The expression of EGFR is a well recognized unfavorable prognostic marker in laryngeal SCC.9, 10 Indeed, high levels of EGFR were inversely correlated with COX-2 expression only in patients with an adverse clinical outcome. Interestingly, it has been recently pointed out that interferon-γ induces a 9-fold increase in COX-2 mRNA levels through the production of transforming growth factor-α and activation of EGFR in normal keratinocytes.11 On the contrary, in some squamous cell lines, either interferon-γ or transforming growth factor-α failed to induce COX-2 expression, probably as a consequence of alterations in the cell response pathways.11 This finding could explain why poorly differentiated laryngeal SCC, containing high levels of EGFR, do not express COX-2. In addition, the EGFR positive CO-K3 cells, obtained from an EGFR positive, COX-2 negative, poorly-differentiated tumor, did not express COX-2 when stimulated with EGF. Interestingly, in this cell line, EGF stimulation failed to activate p38 mitogen-activated protein kinase (unpublished results) which has been reported to be involved in stabilizing COX-2 mRNA.11
EGFR positive, COX-2 negative, CO-K3 cells did not change PGE2 production when stimulated with EGF, suggesting that cancer cells in poorly differentiated laryngeal SCC have a decreased ability to produce COX-2 dependent PGE2. It has been reported that in head and neck cancers, the majority of PGE2 measured is probably derived from host inflammatory or stromal cells.27, 28 Therefore, we cannot exclude that in COX-2 negative laryngeal SCC, PGE2 is produced by stromal and inflammatory cells.
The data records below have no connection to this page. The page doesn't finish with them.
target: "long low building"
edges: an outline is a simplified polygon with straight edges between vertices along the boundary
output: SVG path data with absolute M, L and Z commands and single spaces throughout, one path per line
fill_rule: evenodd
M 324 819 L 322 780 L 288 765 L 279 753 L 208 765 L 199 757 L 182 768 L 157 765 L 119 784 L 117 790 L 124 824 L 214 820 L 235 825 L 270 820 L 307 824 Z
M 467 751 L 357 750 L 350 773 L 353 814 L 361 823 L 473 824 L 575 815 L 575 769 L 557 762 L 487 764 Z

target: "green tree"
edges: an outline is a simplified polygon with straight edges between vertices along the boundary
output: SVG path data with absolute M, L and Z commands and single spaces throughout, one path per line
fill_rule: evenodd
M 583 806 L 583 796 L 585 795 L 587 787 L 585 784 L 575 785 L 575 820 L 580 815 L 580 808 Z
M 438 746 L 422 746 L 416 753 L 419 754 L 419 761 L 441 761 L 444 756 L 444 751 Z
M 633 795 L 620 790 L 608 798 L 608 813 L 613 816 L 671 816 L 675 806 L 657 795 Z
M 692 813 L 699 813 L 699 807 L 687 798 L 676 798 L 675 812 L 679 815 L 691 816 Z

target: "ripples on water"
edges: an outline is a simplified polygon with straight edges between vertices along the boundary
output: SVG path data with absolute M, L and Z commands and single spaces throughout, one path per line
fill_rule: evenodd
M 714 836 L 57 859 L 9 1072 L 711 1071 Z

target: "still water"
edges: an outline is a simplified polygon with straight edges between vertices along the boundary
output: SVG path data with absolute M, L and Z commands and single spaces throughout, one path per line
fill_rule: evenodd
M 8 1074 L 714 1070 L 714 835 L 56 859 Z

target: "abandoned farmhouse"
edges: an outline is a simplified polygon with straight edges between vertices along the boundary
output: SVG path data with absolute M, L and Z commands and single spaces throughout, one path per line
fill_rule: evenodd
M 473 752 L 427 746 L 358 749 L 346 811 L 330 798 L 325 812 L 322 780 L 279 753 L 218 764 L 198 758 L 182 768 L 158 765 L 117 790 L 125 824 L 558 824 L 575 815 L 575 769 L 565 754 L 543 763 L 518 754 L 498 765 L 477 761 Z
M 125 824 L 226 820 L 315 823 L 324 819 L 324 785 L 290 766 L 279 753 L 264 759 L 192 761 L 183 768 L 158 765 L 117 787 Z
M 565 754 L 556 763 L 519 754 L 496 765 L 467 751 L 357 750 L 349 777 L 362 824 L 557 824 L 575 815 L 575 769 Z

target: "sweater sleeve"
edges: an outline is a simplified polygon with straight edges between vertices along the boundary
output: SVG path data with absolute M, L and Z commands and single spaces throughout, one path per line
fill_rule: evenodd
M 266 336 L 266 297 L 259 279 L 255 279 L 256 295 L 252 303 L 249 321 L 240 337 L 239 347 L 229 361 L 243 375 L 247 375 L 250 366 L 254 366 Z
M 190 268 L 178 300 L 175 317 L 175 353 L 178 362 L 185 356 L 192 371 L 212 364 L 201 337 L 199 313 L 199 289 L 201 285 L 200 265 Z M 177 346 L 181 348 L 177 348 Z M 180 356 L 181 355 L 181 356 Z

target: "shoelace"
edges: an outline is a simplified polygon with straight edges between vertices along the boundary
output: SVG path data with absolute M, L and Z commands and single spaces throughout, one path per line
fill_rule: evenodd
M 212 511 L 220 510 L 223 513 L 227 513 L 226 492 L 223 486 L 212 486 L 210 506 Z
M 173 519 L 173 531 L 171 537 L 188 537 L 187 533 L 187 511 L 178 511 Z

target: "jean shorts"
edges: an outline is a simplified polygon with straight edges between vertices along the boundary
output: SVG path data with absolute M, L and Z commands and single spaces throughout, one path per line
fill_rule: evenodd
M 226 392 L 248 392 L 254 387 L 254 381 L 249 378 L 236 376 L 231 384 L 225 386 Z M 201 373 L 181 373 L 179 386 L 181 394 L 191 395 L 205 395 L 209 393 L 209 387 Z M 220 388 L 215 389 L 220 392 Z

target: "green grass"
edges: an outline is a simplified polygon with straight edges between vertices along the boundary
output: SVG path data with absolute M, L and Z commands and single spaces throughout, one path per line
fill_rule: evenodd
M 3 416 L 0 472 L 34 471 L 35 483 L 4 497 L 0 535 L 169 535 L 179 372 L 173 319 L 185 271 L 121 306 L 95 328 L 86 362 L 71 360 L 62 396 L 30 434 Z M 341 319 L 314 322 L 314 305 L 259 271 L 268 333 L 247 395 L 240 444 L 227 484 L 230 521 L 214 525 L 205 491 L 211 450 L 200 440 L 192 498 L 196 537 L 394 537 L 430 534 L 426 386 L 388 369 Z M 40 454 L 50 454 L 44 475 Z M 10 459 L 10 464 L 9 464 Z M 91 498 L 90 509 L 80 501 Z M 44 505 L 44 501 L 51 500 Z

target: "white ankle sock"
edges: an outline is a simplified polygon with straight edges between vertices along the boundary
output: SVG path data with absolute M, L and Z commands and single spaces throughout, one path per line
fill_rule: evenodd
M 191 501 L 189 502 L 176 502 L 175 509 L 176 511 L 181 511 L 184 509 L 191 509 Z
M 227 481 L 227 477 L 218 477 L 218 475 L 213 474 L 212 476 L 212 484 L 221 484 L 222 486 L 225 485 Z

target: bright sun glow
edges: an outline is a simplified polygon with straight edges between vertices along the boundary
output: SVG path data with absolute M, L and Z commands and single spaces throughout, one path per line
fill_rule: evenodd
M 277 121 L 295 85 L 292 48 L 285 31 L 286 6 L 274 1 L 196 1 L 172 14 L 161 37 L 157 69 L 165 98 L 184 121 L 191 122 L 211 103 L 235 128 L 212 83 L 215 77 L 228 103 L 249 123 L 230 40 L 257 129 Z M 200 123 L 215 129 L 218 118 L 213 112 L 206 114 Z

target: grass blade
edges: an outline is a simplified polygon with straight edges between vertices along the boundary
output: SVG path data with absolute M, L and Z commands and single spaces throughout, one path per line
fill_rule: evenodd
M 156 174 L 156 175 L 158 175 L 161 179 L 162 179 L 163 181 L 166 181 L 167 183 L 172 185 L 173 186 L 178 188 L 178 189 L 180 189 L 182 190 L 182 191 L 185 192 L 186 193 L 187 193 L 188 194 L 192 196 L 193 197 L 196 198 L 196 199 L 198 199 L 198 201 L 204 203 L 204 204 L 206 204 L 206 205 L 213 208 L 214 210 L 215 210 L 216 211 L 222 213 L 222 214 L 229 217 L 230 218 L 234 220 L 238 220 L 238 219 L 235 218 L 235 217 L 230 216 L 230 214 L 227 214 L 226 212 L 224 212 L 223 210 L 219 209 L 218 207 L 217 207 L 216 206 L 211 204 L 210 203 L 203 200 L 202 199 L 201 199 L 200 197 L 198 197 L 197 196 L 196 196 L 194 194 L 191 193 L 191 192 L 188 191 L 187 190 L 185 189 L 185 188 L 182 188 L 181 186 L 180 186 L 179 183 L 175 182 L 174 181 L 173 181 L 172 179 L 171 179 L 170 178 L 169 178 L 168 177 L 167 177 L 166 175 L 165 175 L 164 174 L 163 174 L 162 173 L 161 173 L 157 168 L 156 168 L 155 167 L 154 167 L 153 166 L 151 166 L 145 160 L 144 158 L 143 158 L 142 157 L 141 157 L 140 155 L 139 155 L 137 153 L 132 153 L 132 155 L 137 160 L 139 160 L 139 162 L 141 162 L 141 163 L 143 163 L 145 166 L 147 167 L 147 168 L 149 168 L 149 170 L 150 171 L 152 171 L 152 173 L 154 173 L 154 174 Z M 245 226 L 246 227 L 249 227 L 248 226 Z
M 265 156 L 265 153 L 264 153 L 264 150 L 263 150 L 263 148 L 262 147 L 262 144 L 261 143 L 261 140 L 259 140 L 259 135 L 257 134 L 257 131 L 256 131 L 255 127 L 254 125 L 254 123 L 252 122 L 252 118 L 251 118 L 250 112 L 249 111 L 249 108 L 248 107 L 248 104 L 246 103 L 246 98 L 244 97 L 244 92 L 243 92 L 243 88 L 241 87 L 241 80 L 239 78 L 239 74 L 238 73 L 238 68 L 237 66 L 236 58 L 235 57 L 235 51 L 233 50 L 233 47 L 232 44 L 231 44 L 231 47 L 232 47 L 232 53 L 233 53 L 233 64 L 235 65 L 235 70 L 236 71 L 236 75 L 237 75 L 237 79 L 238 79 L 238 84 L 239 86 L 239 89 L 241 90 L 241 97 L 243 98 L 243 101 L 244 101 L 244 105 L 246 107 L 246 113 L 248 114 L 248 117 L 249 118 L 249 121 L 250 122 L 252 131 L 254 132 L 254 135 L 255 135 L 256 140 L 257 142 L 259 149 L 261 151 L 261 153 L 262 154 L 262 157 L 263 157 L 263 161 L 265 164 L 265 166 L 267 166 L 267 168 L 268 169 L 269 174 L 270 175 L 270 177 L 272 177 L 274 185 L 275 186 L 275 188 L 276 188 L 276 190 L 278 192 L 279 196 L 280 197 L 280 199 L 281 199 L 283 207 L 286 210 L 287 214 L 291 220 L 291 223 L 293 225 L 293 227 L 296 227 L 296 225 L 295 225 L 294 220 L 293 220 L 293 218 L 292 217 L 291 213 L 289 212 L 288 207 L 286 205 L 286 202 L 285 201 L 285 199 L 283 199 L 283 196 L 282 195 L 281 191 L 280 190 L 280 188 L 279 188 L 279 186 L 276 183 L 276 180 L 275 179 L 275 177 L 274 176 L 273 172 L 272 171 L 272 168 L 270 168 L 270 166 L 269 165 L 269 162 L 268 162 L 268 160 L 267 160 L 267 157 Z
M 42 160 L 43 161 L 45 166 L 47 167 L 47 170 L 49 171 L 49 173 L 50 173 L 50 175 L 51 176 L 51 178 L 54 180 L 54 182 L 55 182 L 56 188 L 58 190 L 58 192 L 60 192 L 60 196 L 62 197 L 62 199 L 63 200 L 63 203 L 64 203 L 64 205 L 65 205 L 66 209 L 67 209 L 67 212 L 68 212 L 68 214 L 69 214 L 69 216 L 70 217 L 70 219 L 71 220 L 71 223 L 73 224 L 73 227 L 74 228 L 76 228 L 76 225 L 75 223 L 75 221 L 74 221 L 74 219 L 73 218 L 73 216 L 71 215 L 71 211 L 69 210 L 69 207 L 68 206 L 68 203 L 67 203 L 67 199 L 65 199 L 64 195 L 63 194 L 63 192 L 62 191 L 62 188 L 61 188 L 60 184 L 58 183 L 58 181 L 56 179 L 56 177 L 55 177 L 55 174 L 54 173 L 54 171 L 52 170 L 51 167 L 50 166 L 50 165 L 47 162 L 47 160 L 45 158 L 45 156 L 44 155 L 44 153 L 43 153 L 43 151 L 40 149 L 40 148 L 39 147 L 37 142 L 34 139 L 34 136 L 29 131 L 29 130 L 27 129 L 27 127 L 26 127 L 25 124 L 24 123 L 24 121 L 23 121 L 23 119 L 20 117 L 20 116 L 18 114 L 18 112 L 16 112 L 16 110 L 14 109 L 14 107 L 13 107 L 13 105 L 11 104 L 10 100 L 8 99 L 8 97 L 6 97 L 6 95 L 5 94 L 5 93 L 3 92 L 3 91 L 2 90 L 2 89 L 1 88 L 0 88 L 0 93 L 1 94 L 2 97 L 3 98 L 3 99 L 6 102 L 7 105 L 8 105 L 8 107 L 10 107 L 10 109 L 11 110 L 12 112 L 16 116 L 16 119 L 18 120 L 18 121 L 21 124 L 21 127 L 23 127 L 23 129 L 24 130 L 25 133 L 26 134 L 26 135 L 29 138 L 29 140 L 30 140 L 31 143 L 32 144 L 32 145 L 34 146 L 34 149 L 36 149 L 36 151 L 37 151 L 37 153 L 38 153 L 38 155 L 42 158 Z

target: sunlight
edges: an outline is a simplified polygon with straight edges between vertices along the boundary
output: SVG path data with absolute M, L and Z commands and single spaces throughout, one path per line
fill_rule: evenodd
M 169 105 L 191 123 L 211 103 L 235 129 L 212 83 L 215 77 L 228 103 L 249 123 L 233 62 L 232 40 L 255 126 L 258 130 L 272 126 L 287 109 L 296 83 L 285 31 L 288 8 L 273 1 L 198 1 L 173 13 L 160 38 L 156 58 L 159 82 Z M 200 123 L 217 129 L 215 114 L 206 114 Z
In addition, the prognostic significance of PGE2 levels in squamous cell carcinoma has not been adequately addressed. In fact, enhanced PGE2 production has been reported to have an adverse effect, increasing invasiveness and metastatic potential of esophageal squamous cell carcinoma lines growing in nude mice.29) On the other hand, a lowered tumor level of PGE2 is associated with a decreased 2-year disease-free survival in head and neck cancer patients.30
Our results showed that expression of COX-2 is upregulated in well differentiated laryngeal SCC, suggesting that its expression may be involved in the pathogenesis or growth of well differentiated tumors. Alternatively, COX-2 over-expression in these tumors may be a consequence of squamous differentiation in an abnormal setting. In this view, it is relevant, from our results, that COX-2 expression is lost when laryngeal SCC progress to a more aggressive phenotype, becoming less differentiated.
It would be important to investigate whether the loss of COX-2 expression occurs in other cancer types during tumor progression.